Só se conhece verdadeiramente um lugar caminhando. Estima-se que uma pessoa saudável percorra, em média, 1,2 metro por segundo a pé. A velocidade reduzida ajuda o pedestre a voltar a enxergar a cidade ao redor, em todos os detalhes, belos e sórdidos, imperceptíveis da janela do carro.
Caminhar é um ato ancestral cada vez mais raro, solapado por uma urgência sem sentido. "Time is money", reluz o letreiro em neon piscando no alto de nossas cabeças. É preciso produzir, ganhar dinheiro, ser bem-sucedido. Se você for caminhando, esqueça: não haverá a tempo. Vá de carro. E fique preso no congestionamento.
Invejo os franceses, que têm até um termo para designar o caminhante sem destino, andarilho errante. Le flâneur. Nada mal "flanar" em Paris, perambulando nos grandes bulevares. Não estou na Cidade Luz, mas faço gosto de palmilhar as ruas nem sempre alegres de Porto Alegre (fotos). Tem lá seu charme.
Mover as pernas tornou-se algo tão importante nesse mundo de ponta-cabeça que, nas pesquisas de mobilidade urbana, ganha força um conceito de nome engraçado: "caminhabilidade", tradução de "walkability", em inglês.
Um dos primeiros estudos sobre o tema é do início dos anos 1990. Foi produzido por um canadense chamado Chris Bradshaw, em Ottawa. Desde então, a ideia se espalhou. Aqui, também temos um Índice de Caminhabilidade. O iCam foi lançado em 2016 pelo Instituto de Políticas de Transporte e Desenvolvimento (ITDP Brasil), em parceria com uma série de pesquisadores.
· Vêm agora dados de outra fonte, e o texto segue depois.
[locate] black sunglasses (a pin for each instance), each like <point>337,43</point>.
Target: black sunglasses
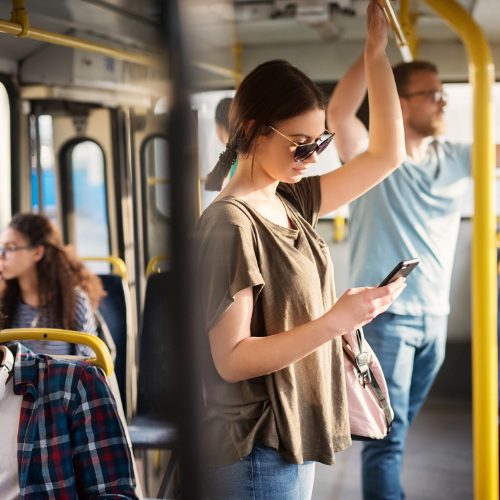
<point>304,151</point>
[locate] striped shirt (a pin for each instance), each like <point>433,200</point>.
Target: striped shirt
<point>71,443</point>
<point>27,316</point>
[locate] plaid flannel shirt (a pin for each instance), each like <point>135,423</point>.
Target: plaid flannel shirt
<point>71,443</point>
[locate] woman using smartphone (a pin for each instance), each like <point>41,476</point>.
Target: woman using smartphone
<point>275,390</point>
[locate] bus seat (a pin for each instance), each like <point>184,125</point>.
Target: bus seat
<point>102,359</point>
<point>152,427</point>
<point>115,310</point>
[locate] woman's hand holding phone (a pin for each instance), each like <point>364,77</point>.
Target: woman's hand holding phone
<point>358,306</point>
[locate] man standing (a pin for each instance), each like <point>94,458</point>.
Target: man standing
<point>415,212</point>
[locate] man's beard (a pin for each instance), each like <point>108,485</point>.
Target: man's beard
<point>430,128</point>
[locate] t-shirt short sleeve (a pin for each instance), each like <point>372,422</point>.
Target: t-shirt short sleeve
<point>305,196</point>
<point>228,259</point>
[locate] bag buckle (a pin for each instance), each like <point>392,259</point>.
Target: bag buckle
<point>363,369</point>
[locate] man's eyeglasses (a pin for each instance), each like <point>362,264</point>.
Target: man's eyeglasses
<point>304,151</point>
<point>434,95</point>
<point>8,250</point>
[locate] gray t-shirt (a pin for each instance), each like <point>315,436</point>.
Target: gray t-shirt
<point>27,316</point>
<point>301,410</point>
<point>415,212</point>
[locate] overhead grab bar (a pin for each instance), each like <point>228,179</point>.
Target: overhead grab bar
<point>19,26</point>
<point>392,18</point>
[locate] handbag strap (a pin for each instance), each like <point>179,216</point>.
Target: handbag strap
<point>365,375</point>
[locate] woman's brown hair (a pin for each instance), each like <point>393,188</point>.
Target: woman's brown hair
<point>272,92</point>
<point>59,272</point>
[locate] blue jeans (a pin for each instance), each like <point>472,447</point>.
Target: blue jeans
<point>411,350</point>
<point>261,475</point>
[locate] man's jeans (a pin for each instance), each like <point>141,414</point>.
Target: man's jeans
<point>410,349</point>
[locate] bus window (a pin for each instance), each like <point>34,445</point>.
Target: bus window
<point>89,224</point>
<point>5,184</point>
<point>43,172</point>
<point>156,179</point>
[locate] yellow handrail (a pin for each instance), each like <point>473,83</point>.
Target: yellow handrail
<point>396,28</point>
<point>102,356</point>
<point>484,276</point>
<point>407,20</point>
<point>19,26</point>
<point>119,266</point>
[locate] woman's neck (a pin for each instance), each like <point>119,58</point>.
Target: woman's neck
<point>248,183</point>
<point>28,284</point>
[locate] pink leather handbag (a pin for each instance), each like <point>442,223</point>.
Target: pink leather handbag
<point>370,412</point>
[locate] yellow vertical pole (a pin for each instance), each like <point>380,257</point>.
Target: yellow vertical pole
<point>484,275</point>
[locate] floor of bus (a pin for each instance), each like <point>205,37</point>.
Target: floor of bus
<point>438,461</point>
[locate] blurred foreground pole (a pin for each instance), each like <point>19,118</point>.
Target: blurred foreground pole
<point>183,192</point>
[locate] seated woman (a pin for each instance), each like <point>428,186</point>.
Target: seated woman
<point>44,284</point>
<point>61,433</point>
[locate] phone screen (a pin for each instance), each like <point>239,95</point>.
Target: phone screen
<point>403,268</point>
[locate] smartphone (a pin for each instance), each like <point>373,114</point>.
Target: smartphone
<point>404,268</point>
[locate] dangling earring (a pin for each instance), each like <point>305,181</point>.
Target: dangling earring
<point>6,365</point>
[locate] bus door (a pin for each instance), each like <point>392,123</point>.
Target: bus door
<point>72,173</point>
<point>150,152</point>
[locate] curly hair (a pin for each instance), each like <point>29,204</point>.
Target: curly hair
<point>59,271</point>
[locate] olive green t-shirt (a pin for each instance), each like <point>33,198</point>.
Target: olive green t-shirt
<point>300,410</point>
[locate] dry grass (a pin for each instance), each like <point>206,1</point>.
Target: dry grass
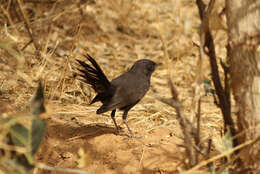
<point>116,33</point>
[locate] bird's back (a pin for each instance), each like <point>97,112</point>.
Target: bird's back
<point>128,88</point>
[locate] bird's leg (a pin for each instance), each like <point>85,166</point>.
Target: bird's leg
<point>113,113</point>
<point>125,122</point>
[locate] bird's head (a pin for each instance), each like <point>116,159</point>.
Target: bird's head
<point>144,66</point>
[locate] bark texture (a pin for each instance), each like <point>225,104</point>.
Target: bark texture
<point>243,19</point>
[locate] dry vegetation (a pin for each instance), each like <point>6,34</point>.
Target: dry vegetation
<point>41,40</point>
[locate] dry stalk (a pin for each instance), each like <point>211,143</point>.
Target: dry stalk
<point>224,100</point>
<point>28,27</point>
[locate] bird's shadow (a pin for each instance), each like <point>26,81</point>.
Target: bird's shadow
<point>72,131</point>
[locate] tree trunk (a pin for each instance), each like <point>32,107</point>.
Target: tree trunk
<point>243,19</point>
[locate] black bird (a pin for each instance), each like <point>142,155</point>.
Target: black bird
<point>123,92</point>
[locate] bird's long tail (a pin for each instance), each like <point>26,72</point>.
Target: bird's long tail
<point>94,76</point>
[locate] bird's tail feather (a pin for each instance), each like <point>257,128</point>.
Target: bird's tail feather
<point>93,75</point>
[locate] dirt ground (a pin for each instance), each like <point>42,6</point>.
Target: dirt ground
<point>115,33</point>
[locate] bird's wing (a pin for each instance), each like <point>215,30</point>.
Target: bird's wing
<point>125,95</point>
<point>93,75</point>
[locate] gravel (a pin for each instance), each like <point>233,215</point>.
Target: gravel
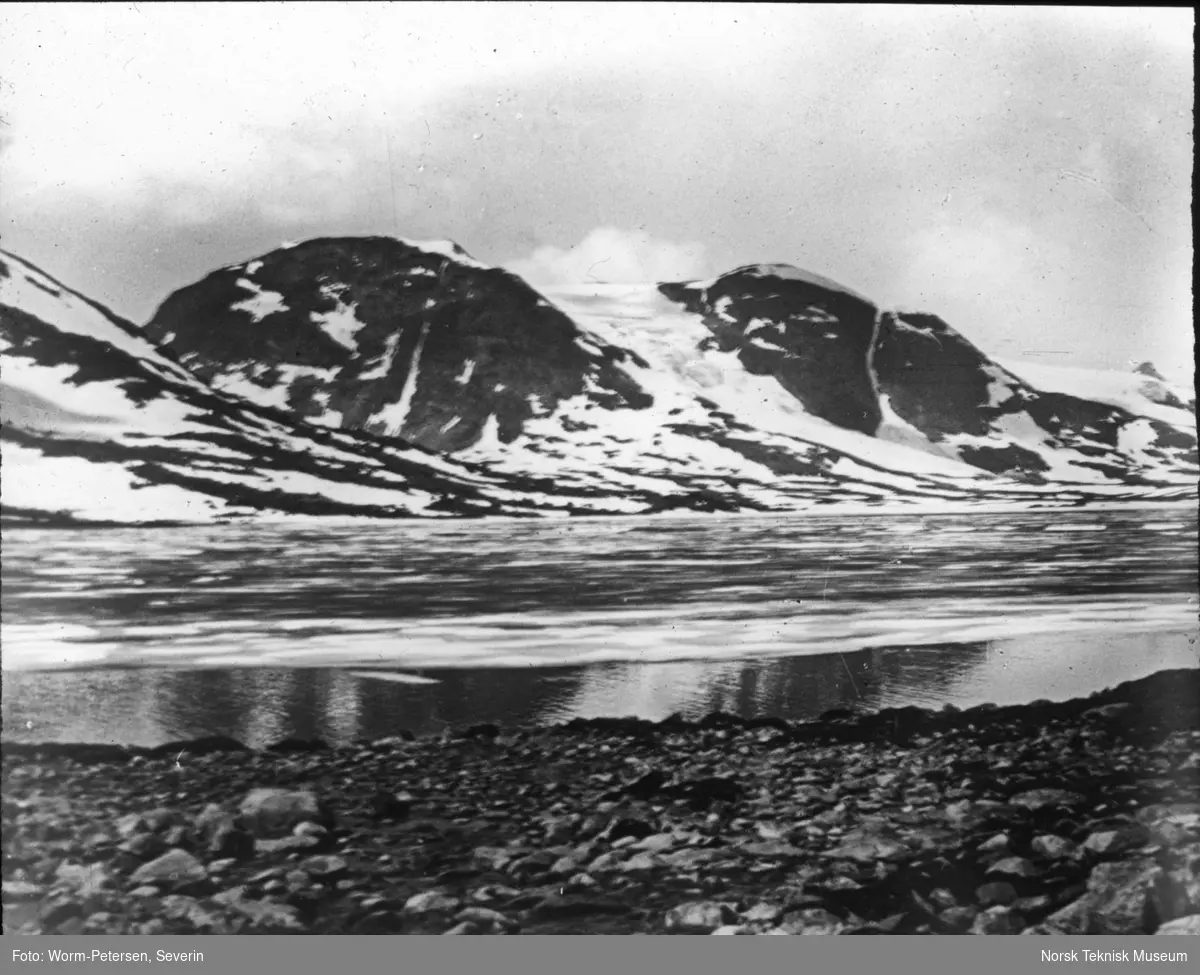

Composto por 15 indicadores, o índice ajuda a medir as condições do espaço urbano pela ótica de quem anda.
Não basta querer: é preciso se sentir seguro para caminhar e, no mínimo, ter calçadas decentes, com acessibilidade - afinal, todos temos os mesmos direitos. Há cidades onde isso é prioridade. Dê um Google em Hamburgo, na Alemanha, por exemplo. A urbe decidiu, ainda em 2014, tirar os carros das ruas em 20 anos. Veja o caso de Berlim, que criou uma legislação exclusiva para pedestres.
Estamos milhares de quilômetros atrás nessa caminhada, retardatários comendo poeira e fumaça de veículos movidos a combustíveis fósseis. Mas é bom nunca esquecer: andar é de graça, é ecológico, é democrático e faz um bem danado. Mudar essa realidade depende de nós.